[caption caption="Abu - dok. pribadi"][/caption]
* Foto diatas adalah foto sewaktu Abu masih sehat, kedua pupilnya sama besar dan dia bisa melihat obyek.
Kisah Abu dimulai awal September lalu saat saya sama suami lagi nongkrong di kafe, jam 8 malam. Lagi asyik-asyiknya nunggu wafel es krim stroberi, Bapak nge-whatssapp. “Nak, Abu diserang musang. Darahnya banyak, parah, sepertinya akan mati.”
Abu ini adalah seekor kucing kecil berwarna abu-abu, keturunan local dan ras tapi gen lokalnya lebih banyak. Diadopsi oleh Bapak tanggal 16 Agustus lalu saat umurnya masih 2 bulanan. Saya sama suami saat itu pulang, ikutan menjemput Abu untuk dibawa ke rumah. Kucingnya lincah banget, suka lompat dan naik-naik. Saya namakan Abu Raung karena pada saat dia diadopsi, gunung Raung sedang batuk sampai-sampai abunya mengakibatkan Bandara Ngurah Rai buka-tutup selama beberapa hari.
Si Abu ini selain lincah, dia juga berani. Bayangkan, kucing umur 2 bulan berani bentak anjing Godlen Retriever gede. Keberanian si Abu ternyata merupakan kelemahannya. Abu terlalu berani sampai-sampai celaka. Saat kejadian, Bapak sedang asyik baca buku. Di halaman, si Abu membentak sesuatu. Menggeram keras. Bapak kira Abu berkelahi sama kucing. Keluarlah Bapak ke halaman. Musuhnya pergi, dan sekelebatan Bapak melihat kalau musuhnya itu seperti kucing dewasa. Si Abu tahu pemiliknya datang, makin berani. Musuhnya dikejar sampai ke halaman tetangga, lalu….sunyi. Bapak kaget, buru-buru keluar pagar. Si Abu sudah lemes dengan leher ada di mulut musuhnya, seekor musang besar.
Dengar cerita begitu, otomatis, air mata saya berlelehan di sela-sela suapan wafel yang lezat. Baru 2 minggu ada di rumah. Baru 10 menit yang lalu Bapak kirim foto Abu sedang melingkat tertidur diatas kursi. Kok tahu-tahu….mati? Sambil makan dan berurai air mata saya sms kawan Bapak untuk minta kontak dokter hewan. Saya di Denpasar, Bapak di Banyuwangi. Jarak jauh sementara tindakan harus cepat. Saya tanya, “Suhu badannya gimana? Nafasnya gimana?” Jawab Bapak “Kakinya mulai dingin. Nafasnya terputus-putus.” Tambah pejer dah saya sampe nggak enak sama suami. Di kafe, cowok-cewe berduaan, ceweknya nangis pejer kan bikin orang ngegosipin si cowok yang dalam hal ini suami saya. Malam itu air mata nggak berhenti mengalir. Saat berhenti mengalirpun saya masih nggak bisa tidur karena hidung bumpet. Dalam hati saya berusaha ikhlas. Ikhlas, Abu. Kami sayang sama Abu. Semoga bahagia di Taman Bermain Para Kucing.
Besoknya, jam 10 pagi Bapak WA lagi. “Nak, Si Abu sudah dibersihkan. Nafasnya sudah teratur, tapi kadang tersentak-sentak. Sama sekali tidak sadar.” Lhaa…? Airmata saya semaleman apa artinya dong? “Ke dokter hewan aja cepetan. Siapa tahu bisa diselamatkan,” kata saya. Tapi kata Bapak nomer dokter hewan yang saya kirimkan kemarin tidak aktif. Wah! Langsung saya gugling dan kirimkan nomer2 dokter hewan lainnya yang tercatat di Banyuwangi.
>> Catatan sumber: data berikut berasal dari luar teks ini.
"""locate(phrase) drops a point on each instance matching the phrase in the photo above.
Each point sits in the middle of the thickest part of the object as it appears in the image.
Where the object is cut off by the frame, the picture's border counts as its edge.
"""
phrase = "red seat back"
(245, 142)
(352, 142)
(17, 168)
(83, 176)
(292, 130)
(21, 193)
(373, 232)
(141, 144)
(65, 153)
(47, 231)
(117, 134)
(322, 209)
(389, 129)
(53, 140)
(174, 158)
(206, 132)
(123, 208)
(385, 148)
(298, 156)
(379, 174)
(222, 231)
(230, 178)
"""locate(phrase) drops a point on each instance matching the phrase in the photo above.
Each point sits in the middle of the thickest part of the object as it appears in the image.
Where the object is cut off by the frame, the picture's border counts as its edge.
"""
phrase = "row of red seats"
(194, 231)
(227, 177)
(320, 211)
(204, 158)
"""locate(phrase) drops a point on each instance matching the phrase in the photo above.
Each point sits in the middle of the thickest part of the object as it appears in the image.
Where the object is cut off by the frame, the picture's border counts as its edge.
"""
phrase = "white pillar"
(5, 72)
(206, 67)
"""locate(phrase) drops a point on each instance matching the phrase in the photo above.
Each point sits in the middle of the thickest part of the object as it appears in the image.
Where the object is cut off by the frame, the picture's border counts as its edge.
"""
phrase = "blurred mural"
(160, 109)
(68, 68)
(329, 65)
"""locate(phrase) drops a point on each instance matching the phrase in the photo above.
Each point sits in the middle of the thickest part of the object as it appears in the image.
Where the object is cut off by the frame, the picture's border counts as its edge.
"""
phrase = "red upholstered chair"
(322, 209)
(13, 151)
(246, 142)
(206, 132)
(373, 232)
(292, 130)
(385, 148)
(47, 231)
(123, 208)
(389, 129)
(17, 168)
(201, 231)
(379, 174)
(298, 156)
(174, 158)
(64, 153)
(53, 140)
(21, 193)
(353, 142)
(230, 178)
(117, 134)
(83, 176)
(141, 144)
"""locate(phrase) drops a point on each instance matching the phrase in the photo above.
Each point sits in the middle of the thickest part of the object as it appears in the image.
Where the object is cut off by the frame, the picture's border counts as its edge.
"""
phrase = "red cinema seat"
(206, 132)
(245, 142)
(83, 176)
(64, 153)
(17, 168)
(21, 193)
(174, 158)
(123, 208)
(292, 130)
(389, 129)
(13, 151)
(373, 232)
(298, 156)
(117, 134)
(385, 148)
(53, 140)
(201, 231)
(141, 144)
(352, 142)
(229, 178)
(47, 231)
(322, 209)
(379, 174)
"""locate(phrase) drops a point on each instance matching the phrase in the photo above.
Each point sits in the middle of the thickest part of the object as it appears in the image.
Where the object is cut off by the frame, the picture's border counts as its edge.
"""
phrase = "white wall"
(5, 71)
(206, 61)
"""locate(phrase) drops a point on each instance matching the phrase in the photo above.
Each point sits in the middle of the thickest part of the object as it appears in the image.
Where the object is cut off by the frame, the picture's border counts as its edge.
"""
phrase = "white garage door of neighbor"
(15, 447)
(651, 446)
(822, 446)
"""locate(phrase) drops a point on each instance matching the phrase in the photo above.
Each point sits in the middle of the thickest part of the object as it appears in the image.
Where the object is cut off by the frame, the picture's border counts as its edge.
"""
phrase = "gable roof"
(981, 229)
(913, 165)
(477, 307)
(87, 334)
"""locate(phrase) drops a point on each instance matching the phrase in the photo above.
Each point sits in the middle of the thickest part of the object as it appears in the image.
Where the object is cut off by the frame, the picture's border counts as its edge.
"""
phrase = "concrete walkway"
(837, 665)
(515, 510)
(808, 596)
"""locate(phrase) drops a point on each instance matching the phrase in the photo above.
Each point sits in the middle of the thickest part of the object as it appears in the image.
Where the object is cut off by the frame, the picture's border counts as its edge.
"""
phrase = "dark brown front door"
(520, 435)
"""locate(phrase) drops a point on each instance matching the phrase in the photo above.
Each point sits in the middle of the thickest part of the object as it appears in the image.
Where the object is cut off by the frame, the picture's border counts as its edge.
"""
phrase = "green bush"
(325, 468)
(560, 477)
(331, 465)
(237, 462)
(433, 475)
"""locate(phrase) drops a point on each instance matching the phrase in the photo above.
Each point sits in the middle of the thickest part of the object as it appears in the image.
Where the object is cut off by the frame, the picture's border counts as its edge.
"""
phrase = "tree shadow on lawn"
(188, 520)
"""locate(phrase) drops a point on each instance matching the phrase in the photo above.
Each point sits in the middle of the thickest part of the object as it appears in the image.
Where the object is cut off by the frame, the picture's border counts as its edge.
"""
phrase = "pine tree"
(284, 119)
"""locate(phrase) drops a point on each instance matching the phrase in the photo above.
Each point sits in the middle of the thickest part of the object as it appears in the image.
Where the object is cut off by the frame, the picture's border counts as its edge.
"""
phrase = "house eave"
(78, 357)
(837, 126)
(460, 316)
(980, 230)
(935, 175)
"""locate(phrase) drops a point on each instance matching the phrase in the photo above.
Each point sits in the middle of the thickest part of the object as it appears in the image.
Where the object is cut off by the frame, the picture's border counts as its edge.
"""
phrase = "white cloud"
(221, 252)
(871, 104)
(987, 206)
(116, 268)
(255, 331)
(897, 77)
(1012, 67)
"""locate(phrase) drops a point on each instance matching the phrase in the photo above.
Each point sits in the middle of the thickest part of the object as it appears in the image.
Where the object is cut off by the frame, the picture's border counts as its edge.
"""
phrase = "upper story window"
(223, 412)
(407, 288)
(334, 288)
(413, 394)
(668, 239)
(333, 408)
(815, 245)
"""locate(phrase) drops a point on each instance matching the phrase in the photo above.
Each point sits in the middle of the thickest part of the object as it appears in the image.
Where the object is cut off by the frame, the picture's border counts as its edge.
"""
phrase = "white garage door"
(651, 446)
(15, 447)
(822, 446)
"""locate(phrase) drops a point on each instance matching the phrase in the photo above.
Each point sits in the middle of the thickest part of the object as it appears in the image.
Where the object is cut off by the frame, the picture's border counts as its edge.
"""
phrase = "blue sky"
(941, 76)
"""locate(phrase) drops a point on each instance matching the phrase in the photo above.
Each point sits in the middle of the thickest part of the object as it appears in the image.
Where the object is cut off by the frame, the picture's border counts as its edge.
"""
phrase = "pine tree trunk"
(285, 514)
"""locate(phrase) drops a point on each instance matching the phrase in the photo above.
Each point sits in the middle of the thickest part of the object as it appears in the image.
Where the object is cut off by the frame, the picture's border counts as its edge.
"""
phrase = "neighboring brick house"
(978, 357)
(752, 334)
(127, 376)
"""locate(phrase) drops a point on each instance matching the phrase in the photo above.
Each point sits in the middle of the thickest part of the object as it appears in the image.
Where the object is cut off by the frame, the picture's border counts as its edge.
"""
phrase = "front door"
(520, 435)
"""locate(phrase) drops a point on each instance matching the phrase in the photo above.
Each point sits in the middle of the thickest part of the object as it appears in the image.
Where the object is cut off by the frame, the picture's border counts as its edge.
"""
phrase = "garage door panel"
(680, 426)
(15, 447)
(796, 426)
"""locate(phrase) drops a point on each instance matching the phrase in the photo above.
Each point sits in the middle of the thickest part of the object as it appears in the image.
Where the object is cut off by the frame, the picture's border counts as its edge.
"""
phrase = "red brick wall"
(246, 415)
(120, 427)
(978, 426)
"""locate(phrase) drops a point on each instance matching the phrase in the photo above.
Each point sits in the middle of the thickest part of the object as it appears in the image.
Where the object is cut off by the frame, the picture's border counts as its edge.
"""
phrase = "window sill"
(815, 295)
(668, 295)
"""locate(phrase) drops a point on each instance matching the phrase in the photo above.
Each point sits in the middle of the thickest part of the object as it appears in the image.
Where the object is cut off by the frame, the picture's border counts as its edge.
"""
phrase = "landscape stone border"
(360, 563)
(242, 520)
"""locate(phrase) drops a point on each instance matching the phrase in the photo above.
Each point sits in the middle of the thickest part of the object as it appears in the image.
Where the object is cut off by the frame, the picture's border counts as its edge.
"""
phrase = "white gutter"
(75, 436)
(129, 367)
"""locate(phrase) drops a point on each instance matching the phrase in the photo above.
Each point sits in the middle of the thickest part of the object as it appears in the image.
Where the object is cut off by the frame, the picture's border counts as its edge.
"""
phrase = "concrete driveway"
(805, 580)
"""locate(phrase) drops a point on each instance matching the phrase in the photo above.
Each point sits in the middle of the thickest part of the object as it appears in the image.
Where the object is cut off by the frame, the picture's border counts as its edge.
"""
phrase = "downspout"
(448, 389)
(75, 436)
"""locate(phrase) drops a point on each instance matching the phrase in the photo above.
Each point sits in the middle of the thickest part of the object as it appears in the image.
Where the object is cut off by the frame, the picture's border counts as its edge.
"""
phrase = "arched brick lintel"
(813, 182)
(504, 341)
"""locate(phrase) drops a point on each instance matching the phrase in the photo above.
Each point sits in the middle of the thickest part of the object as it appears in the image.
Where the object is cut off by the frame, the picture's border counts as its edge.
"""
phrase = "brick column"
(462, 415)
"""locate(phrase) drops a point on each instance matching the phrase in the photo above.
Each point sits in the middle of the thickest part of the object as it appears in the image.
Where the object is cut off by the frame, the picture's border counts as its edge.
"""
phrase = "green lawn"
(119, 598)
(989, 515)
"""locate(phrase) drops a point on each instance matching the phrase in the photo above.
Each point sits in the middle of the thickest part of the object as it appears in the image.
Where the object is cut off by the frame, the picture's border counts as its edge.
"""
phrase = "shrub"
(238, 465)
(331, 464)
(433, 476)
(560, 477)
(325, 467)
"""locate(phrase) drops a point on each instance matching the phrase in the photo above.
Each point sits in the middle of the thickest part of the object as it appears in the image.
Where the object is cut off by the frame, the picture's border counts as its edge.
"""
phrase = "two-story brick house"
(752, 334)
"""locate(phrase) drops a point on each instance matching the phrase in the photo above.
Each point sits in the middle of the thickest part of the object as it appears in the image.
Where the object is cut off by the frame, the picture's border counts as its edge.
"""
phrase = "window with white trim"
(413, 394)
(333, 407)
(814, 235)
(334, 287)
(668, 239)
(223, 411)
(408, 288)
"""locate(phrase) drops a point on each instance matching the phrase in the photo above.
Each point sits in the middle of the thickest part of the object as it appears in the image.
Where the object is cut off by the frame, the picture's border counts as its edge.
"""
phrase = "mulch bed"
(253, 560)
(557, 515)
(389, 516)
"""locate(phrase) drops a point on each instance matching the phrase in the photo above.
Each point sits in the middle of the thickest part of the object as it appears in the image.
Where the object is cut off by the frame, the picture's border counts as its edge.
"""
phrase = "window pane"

Pikiran saya kemana-mana. Abu parah! Semoga Bapak mau cepat-cepat ke dokter hewan. Bapak saya ini kadang kalo sudah merasa putus asa suka mutung. Hari itu saya berdoa keras dalam hati.
Jam 2 Bapak WA lagi. “Sudah dibawa ke dokter. Tapi dokternya nggak ada. Sempat dimasukkan makanan cair pakai sepet dan Abu bisa menelan. Kata asisten dokternya kalau Abu bisa menelan berarti bisa selamat.” Syukurlah! Sore itu saya girang. Apalagi waktu jam 5 Bapak kasih kabar kalau Abu bisa rawat jalan. Lukanya berupa 2 lubang bekas gigitan di kepala. Lehernya selamat karena pada saat kejadian Abu memakai kalung leher bekas gelang saya. Gelang sport terbuat dari karet, ada tulisannya Adidas yang saya tahu pasti palsu. Gelang ini karetnya tebal, dan karena itu leher Abu selamat.